I was slightly mad driving through Virginia last week. The roads around Richmond are littered with markers delineating the regions singular place in American history. It took all I had not to swerve wildly off to the side and read the signs, like this one, every five minutes. To the chagrin of my son and nephew, I was rarely successful. And then there are the roads themselves which, despite being fitted for car traffic, still have that old country aspect. Standing there, you can imagine regiments marching by.
I was in Virginia for a makeshift mini-family reunion. My Pops, brother and sister (they work together in the family business) were there for a conference. My other sister and me decided to crash and bring our respective families. Our residence was American genius--a hotel attached to a water-park. There were pools, chutes and slides everywhere. The basement was an arcade. They served sliders and onion rings across from the main lobby. Kids ran through the floors waving custom-fitted wands, while playing something called Magiquest. This was amazing to me--all my cult hobbies (fantasy, sci-fi, comics, hip-hop) have morphed into big business.
I mostly stayed in my room reading slave narratives and oral histories, and poring over maps of Virginia. Then I'd gather the willing and push my rented minivan through the Wilderness or off to Shirley. I was there for the family dinners, and a breath-taking trip to Wal-Mart. (You have to be a New Yorker to understand why.) But by the end, my sister Kris calling me anti-social, and Kenyatta was tired of standing by the pool, fielding the "Where's Ta-Nehisi" questions.

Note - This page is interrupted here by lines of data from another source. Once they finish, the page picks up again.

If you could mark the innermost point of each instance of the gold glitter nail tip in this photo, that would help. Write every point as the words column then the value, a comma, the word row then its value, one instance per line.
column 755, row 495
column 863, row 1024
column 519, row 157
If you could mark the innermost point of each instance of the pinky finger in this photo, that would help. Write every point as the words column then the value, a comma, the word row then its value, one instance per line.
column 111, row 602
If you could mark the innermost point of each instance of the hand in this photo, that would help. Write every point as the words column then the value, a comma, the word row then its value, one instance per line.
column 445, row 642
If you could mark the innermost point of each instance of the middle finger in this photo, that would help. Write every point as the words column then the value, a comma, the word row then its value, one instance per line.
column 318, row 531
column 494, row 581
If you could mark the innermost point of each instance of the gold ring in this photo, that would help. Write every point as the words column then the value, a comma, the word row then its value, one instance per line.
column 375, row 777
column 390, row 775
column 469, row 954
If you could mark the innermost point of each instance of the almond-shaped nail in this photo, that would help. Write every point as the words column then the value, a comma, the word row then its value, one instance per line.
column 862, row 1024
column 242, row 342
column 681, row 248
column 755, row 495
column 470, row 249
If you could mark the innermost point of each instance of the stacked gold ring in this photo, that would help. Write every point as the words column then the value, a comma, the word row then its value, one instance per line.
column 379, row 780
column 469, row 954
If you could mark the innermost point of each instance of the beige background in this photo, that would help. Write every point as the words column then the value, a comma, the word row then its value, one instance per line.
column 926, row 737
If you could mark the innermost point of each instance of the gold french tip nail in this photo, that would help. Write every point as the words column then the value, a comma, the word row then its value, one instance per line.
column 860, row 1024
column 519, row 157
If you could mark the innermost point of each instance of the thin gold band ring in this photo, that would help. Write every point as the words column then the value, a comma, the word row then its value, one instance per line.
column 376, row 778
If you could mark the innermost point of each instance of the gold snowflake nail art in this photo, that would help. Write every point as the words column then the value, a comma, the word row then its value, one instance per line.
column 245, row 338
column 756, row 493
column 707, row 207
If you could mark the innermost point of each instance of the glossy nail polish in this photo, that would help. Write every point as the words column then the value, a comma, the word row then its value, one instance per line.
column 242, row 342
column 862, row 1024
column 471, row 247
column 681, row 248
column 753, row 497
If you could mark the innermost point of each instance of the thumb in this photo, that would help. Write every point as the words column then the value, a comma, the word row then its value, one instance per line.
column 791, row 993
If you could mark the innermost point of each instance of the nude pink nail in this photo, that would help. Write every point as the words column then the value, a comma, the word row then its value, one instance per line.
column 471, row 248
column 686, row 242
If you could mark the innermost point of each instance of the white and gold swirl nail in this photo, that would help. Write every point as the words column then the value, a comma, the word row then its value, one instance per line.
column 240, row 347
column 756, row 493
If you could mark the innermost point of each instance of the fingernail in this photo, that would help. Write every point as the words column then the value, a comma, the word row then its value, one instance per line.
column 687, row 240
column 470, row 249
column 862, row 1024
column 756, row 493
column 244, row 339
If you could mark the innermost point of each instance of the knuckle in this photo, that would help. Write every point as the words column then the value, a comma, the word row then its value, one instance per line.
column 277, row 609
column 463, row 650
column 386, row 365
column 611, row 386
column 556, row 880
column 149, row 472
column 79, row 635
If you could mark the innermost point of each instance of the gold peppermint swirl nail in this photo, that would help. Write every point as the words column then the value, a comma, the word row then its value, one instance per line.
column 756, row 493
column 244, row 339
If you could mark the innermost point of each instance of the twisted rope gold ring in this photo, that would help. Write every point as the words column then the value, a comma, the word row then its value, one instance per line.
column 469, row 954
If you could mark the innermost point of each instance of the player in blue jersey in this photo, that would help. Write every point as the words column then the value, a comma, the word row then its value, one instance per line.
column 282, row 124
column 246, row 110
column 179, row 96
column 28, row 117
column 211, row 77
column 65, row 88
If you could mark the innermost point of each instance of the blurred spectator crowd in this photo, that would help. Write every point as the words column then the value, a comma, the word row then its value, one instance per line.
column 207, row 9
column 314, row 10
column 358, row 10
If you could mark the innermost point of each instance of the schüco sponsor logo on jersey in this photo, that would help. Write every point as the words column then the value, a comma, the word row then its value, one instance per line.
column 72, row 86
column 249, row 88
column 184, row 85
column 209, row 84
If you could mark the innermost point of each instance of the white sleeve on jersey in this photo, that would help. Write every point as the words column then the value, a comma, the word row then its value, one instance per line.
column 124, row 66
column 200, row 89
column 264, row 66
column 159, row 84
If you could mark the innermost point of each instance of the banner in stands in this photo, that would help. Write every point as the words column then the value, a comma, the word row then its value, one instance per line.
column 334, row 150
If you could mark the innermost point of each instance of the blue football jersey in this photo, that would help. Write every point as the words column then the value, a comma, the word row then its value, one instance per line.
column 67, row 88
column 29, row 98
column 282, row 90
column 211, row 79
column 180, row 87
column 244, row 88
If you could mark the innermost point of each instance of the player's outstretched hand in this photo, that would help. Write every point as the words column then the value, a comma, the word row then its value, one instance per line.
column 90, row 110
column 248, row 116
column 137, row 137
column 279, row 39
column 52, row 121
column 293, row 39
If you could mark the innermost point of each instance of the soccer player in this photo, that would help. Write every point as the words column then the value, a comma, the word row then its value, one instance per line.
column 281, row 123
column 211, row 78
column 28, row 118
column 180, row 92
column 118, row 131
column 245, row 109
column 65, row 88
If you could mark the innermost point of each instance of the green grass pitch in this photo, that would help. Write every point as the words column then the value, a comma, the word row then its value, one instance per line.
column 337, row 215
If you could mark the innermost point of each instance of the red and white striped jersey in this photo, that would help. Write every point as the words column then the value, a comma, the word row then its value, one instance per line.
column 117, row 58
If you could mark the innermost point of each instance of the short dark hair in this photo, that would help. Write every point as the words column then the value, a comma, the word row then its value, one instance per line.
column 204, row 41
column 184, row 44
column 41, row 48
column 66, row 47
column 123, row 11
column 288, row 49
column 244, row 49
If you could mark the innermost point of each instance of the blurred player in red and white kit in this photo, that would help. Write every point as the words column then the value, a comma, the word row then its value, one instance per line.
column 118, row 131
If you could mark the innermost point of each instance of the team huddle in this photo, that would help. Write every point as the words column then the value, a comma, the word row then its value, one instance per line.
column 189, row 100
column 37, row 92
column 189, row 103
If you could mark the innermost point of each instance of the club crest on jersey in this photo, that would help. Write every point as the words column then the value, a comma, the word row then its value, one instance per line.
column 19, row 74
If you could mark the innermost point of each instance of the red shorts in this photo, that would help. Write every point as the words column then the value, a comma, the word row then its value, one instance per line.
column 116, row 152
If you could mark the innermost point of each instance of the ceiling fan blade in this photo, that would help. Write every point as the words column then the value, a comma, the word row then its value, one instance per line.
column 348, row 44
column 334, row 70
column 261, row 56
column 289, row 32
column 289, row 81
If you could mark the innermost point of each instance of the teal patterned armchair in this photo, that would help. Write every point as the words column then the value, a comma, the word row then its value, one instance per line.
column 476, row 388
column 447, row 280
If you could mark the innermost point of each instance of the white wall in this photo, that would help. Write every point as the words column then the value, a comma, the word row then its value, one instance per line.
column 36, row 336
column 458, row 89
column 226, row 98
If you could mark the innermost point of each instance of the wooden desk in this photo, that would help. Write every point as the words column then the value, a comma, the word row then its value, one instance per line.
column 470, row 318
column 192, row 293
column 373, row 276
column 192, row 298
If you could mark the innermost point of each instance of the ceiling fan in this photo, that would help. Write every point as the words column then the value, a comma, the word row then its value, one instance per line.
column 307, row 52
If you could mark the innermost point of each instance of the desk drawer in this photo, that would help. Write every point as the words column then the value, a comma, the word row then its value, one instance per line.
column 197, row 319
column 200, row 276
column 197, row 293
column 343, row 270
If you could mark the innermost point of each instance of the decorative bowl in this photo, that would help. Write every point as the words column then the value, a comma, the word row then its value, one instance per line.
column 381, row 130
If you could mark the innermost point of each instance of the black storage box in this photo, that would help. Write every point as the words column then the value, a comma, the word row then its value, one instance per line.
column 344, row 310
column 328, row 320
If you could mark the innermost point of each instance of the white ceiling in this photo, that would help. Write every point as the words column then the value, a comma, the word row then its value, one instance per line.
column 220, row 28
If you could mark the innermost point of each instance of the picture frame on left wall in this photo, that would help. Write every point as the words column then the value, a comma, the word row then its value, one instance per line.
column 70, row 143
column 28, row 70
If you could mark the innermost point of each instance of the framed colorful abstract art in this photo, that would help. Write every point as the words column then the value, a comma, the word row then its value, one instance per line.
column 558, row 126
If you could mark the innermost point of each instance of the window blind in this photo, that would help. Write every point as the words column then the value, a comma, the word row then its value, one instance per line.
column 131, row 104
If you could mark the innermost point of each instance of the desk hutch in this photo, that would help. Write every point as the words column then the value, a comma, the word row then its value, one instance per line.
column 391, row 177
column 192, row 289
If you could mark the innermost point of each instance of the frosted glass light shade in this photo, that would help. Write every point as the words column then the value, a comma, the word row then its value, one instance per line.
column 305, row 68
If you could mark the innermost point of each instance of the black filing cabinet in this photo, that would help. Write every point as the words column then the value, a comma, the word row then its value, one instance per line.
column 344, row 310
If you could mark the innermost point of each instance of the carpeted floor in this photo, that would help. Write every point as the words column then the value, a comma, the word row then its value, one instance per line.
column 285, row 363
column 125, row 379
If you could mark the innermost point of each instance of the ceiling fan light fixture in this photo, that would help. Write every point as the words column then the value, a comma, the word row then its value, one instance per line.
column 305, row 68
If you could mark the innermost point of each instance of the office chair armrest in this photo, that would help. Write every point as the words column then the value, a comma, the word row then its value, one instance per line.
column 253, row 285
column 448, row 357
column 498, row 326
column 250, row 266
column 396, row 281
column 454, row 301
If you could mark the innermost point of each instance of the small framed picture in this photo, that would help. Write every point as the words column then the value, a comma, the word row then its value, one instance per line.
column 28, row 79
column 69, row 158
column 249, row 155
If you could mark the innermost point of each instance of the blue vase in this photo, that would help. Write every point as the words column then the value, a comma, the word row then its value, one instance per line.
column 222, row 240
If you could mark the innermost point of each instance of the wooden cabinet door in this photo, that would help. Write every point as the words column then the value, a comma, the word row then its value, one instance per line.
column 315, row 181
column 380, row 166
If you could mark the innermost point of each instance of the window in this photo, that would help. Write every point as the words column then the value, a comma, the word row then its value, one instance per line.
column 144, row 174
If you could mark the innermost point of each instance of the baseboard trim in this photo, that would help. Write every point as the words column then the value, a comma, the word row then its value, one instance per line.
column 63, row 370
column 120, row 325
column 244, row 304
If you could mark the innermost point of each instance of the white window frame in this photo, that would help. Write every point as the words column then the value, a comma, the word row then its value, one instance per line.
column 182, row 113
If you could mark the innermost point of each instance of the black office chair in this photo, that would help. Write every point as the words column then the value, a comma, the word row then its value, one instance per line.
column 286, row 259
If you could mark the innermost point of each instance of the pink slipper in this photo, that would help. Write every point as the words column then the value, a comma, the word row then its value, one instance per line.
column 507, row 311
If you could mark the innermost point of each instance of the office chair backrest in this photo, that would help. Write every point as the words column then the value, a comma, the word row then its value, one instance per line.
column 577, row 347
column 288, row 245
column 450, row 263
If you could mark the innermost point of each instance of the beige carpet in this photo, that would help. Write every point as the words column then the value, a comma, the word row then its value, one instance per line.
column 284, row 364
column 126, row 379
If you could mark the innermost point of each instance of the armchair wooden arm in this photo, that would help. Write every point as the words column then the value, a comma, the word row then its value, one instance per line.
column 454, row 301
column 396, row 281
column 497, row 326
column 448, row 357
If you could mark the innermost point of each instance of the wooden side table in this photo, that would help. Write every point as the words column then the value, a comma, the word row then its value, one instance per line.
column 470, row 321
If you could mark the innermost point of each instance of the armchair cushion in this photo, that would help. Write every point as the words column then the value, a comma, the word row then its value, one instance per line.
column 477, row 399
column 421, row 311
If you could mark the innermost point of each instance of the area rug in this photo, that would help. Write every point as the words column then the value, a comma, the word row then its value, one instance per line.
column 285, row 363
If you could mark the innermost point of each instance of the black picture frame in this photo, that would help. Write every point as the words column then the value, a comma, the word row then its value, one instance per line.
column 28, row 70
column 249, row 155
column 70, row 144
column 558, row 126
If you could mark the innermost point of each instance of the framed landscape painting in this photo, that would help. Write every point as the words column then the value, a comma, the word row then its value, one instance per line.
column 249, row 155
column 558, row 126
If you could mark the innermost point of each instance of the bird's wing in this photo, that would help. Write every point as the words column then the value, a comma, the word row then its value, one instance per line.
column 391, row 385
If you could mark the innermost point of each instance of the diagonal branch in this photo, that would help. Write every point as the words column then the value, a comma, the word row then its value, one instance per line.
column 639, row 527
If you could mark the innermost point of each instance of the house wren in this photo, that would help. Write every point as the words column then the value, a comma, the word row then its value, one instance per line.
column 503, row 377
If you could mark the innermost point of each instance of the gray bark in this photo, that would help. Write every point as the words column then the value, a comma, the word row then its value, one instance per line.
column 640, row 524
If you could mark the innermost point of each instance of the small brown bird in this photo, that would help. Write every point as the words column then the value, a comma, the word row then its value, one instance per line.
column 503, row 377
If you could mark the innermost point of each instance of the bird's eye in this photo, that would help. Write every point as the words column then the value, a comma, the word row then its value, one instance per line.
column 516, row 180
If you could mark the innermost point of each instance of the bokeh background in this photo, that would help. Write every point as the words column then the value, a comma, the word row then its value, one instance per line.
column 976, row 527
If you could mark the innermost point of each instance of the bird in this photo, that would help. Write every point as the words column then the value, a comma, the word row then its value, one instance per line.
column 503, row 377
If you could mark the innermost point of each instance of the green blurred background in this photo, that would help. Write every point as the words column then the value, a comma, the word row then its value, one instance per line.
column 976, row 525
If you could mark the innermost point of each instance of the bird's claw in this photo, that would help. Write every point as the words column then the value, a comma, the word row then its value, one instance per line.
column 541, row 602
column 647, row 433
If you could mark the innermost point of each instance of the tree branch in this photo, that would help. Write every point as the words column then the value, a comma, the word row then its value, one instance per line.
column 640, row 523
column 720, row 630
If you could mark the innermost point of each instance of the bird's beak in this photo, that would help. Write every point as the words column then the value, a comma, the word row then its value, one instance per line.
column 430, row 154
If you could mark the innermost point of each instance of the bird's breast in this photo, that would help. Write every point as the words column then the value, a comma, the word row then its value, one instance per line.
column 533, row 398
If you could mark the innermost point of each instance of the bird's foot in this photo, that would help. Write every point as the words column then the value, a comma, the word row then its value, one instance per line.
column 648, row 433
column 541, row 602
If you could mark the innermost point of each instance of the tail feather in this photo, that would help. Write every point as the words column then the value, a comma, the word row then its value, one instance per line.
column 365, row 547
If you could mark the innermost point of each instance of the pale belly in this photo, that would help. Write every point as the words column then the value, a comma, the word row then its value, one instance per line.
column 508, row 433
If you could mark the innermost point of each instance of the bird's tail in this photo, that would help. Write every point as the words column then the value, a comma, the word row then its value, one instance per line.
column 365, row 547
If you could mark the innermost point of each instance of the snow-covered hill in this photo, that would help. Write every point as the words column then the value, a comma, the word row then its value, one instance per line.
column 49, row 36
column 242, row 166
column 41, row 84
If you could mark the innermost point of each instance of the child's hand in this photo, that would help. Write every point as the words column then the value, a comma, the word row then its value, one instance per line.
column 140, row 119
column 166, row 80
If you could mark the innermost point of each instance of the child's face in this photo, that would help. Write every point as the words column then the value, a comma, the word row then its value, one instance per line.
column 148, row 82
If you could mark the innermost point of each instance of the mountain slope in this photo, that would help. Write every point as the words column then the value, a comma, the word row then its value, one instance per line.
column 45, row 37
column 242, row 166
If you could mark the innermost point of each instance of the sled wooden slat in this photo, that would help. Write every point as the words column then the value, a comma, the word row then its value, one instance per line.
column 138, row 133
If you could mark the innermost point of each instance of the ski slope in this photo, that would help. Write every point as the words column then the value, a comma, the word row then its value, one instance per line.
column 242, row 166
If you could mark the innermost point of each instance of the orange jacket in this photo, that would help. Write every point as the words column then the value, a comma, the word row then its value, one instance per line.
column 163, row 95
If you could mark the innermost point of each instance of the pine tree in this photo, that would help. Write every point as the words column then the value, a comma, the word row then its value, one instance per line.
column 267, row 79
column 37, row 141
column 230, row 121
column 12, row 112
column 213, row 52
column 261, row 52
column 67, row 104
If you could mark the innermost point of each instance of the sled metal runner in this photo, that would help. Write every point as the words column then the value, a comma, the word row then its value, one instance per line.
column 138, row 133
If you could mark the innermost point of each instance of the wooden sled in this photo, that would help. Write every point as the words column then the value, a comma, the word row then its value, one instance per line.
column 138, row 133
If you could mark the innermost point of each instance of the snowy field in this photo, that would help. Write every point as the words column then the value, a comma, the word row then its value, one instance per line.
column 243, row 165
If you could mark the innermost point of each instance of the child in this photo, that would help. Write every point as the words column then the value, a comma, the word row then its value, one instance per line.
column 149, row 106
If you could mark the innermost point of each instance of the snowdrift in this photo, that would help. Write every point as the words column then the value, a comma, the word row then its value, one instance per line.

We arrived before the rest of the fam--Kenyatta, Samori, my nephew Chris and myself. We drove along New Market Road. We got breakfast. Then we headed drove South to see the last stand of the Confederacy.
There were cannons across the park, markers where batteries once stood, trenches, abatis and mortar. The Petersburg Battlefield gift shop took me for $130, mostly in books, but too, for three McClellan caps. At night in my room, I'd put on my cap while reading, trying to channel the old spirits, but mostly looking silly. We took a car tour through the park. We were the only black people in the group, but Chris and Samori could have cared less. They were full of questions about soldiers and muskets. There was guy in old Confederate grey. When the Park Ranger ordered us to our cars, he said, "What's a car." The group looked around nervously. "It was a joke," he deadpanned.
For me, it was all history through the veil, yet again. I felt robbed of something--like I couldn't see Petersburg, the way I might see Pearl Harbor, that I was more like a Jew surveying the cemetery at Normandy. The group asked questions, mostly concerned with tactics and strategic errors, which the ranger dutifully answered. It was like listening to a doctor discuss with great interest and curiosity, your grandmother's cancerous tumors. This is why I can never be a Civil War buff. I am not fascinated. I am compelled. I would turn away, if I could.